Motivierende Apps statt langer Debatten

Das war der erste Schritt des Medienkonzeptes, das Bronner und Kollegen entwickelten, und wofür sie den Deutschen Lehrerpreis bekamen, weil es innovativ ist und langsam vorangeht. Der zweite Schritt ist der Schulversuch mit eigenen Geräten im normalen Unterricht, der dritte die Ausstattung der Räume und der vierte in Arbeit: Lehrertablets.

Das Land zahlt 54 000, die Stadt wird gut das Doppelte drauflegen für 170 Geräte. Denn die Modellschüler sollen 2018 auch Tablets bekommen. Das Rathaus will, dass die Anschaffung komplett übernommen wird. "Die Schüler sollen nicht durch Technik abgehängt werden, sondern unterstützt", sagt Maier. Er findet es gut, dass die Stadt mit dem Schulversuch Erfahrung sammeln kann. Es gibt auch einen an beruflichen Schulen.

Bronner nutzt sein privates Tablet. Scheuring schnappt sich sein Smartphone, schüttelt es und schon hat die App "Team-Shake" Zweierteams für die Gruppenarbeit gebildet, ohne lange Debatten. Außer den Namen sind auch Noten hinterlegt, so dass auch gute und schlechte Schüler zusammengewürfelt werden.

Die Schüler messen mit der App Geräusche. Damian Kils pfeift ins Handy. Katharina Kluthe notiert den Verlauf. "Es macht mehr Spaß", meint Domenico Palmisano nebendran. Die Drei zeigen, wie sie mit dem Handy Lateinvokabeln über eine Website eines Schulkameraden lernen.

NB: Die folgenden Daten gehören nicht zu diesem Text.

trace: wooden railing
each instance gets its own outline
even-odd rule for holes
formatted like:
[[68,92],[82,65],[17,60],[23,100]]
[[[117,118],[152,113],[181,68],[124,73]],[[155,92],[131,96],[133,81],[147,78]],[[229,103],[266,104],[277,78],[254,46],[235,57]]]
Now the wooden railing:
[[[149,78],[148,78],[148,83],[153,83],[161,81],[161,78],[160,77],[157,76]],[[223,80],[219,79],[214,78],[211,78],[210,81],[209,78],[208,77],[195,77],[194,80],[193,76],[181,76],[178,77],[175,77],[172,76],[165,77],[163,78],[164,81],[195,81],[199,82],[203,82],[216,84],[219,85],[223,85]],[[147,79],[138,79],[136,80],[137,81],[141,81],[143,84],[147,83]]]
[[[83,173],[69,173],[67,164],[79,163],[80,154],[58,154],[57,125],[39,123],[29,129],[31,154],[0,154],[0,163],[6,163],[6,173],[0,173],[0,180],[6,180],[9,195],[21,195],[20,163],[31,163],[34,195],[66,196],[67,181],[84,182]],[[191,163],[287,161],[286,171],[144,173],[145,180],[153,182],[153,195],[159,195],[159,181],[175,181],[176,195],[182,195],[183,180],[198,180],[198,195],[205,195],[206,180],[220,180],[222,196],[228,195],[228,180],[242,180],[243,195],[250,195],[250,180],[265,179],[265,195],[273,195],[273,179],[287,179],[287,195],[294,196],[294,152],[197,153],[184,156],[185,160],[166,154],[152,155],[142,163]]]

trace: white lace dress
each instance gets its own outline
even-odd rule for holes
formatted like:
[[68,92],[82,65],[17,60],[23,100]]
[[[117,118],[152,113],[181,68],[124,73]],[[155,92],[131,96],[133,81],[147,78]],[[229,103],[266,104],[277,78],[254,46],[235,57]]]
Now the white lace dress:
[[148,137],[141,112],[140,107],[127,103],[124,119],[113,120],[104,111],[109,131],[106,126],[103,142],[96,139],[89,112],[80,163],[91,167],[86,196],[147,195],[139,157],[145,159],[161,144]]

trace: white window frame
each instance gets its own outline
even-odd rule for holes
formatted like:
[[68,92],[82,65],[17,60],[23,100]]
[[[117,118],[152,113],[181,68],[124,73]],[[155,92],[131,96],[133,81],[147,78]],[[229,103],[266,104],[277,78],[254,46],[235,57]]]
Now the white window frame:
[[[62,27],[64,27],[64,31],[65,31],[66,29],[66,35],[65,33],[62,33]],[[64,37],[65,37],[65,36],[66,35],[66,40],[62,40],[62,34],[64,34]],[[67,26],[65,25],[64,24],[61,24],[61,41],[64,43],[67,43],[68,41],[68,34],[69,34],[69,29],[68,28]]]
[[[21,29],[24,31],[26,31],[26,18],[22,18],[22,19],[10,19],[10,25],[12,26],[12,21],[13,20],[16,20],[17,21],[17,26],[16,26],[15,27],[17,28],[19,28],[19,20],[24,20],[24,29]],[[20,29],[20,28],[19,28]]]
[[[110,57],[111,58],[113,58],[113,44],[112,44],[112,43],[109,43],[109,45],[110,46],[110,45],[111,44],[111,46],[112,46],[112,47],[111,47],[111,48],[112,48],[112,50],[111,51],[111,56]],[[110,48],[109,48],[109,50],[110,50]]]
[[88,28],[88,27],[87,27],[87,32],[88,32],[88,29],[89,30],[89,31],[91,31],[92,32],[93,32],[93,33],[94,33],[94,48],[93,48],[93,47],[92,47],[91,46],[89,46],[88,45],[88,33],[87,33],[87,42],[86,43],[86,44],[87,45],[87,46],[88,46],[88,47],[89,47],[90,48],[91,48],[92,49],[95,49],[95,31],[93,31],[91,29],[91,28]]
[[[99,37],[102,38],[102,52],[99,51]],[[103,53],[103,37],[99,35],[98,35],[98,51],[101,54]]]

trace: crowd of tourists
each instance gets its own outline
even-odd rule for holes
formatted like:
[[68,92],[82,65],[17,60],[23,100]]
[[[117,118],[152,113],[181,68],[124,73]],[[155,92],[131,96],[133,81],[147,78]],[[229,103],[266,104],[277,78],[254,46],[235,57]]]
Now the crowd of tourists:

Die Geräte, meint Bronner, bleiben nur ein Mittel: Ob der Unterricht gut ist, liegt immer noch am Lehrer.

Handy-Regeln

Am Friedrich-Gymnasium waren Handys verboten. Die Schule hat ihre Schulordnung geändert – und klare Regeln aufgestellt. Der Lehrer muss den Einsatz von Smartphones für eine Aufgabe erlauben. Die Schüler dürfen nur übers W-Lan mit Jugendschutz-Filter ins Internet und bekommen dafür eine Freigabe, die in der Pause verfällt. Hausaufgaben mit dem Smartphone dürfen keine Pflicht sein, weil nicht jeder eins hat. Apps dürfen nichts kosten. Für Bilder von Personen in der Schule ist deren Zustimmung ein Muss. Fürs W-Lan-Gerät gibt es in jedem Klassenzimmer einen Schalter, es wird zum Schutz vor Strahlung nur zeitweise aktiviert. Schüler und Lehrer loggen sich ein, das Protokoll soll Sicherheit schaffen. Das FG verfügt über eine eigene Cloud. Wenn die städtischen Tablets angeschafft sind, läuft darauf kein Whatsapp, Drop-Box und Co.